Neuartige Therapie von Harnwegsinfektionen: Wirkstoff verstärkt Immunabwehr
„Das Ziel unserer weiteren Arbeiten sind klinische Studien mit einem Wirkstoff, der so verändert ist, dass er in Tablettenform eingenommen werden kann“, sagt Victor Nizet von der University of California in San Diego. Sein Forscherteam erprobte den experimentellen Wirkstoff AKB-4924 zunächst an Kulturen menschlicher Zellen der Harnwege. Die Substanz verhindert den normalerweise schnellen Abbau des Proteins HIF-1-alpha. Nur wenn sich dieses Protein in größerer Menge in einer Zelle ansammelt, kann es mehrere Gene einschalten. Dann werden unter anderem – als Teil der angeborenen Immunreaktion – Abwehrstoffe produziert, die Bakterien abtöten. Die so behandelten Zellkulturen erwiesen sich als widerstandsfähiger gegenüber einer anschließenden Infektion mit uropathogenen E. coli-Bakterien (UPEC), die zu den häufigsten und hartnäckigsten Erregern von Harnwegsinfektionen zählen.
Dieser vorbeugende Effekt bestätigte sich in Experimenten mit Mäusen: Direkt in die Harnblase injiziert, schützte der Wirkstoff die Tiere vor einer E. coli-Infektion. Dagegen waren Mäuse, die wegen eines genetischen Defekts kaum noch HIF-1-alpha bilden konnten, generell anfälliger für Infektionen und profitierten nicht von einer Behandlung mit AKB-4924. Das zeigt, dass das Regulatorprotein HIF-1-alpha für die angeborene Immunabwehr von großer Bedeutung ist. Auch wenn das Mittel erst sechs Stunden nach der Infektion verabreicht wurde, war es noch wirksam und begrenzte die Vermehrung der Bakterien in der Blase. Die antibakterielle Wirkung ließ sich auf eine verstärkte Produktion von Cathelicidin, Beta-Defensin-2 und Stickstoffmonoxid (NO) durch Zellen der Harnwege zurückführen.

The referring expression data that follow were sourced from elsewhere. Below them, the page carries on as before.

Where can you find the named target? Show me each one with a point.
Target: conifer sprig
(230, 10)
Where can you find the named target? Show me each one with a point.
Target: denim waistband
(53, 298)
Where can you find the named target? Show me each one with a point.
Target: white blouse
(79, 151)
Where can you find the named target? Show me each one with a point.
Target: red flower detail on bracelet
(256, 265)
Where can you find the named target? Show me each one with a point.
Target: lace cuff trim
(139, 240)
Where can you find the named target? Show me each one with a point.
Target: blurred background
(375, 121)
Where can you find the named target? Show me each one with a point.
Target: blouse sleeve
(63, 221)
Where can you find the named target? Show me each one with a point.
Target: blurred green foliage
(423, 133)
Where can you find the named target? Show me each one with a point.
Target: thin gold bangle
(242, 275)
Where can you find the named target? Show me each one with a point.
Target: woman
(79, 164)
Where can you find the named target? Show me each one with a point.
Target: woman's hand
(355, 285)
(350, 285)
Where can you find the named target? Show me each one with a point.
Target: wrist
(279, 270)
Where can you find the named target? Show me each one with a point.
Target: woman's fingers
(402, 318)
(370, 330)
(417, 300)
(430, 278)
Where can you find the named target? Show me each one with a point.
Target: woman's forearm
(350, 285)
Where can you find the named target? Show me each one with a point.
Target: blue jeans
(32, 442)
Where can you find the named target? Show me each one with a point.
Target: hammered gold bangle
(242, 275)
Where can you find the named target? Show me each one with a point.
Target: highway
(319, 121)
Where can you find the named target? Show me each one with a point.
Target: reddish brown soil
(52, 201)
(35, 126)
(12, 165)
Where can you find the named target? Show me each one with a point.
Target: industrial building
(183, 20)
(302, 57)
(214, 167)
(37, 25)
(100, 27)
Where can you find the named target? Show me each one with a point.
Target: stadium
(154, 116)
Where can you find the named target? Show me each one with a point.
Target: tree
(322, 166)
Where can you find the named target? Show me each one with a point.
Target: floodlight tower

Jetzt müssen klinische Studien prüfen, ob die Ergebnisse der Tierversuche auf Menschen übertragbar sind und keine bedenklichen Nebenwirkungen auftreten. Die neue Therapie könnte dann zunächst stark infektionsgefährdeten Patienten mit Dauerkatheter zugute kommen. Wenn das Mittel erst einmal in Tablettenform verfügbar ist, wäre auch eine prophylaktische Behandlung anderer Personen mit hohem Infektionsrisiko und ein breiter therapeutischer Einsatz bei akuten Infektionen möglich.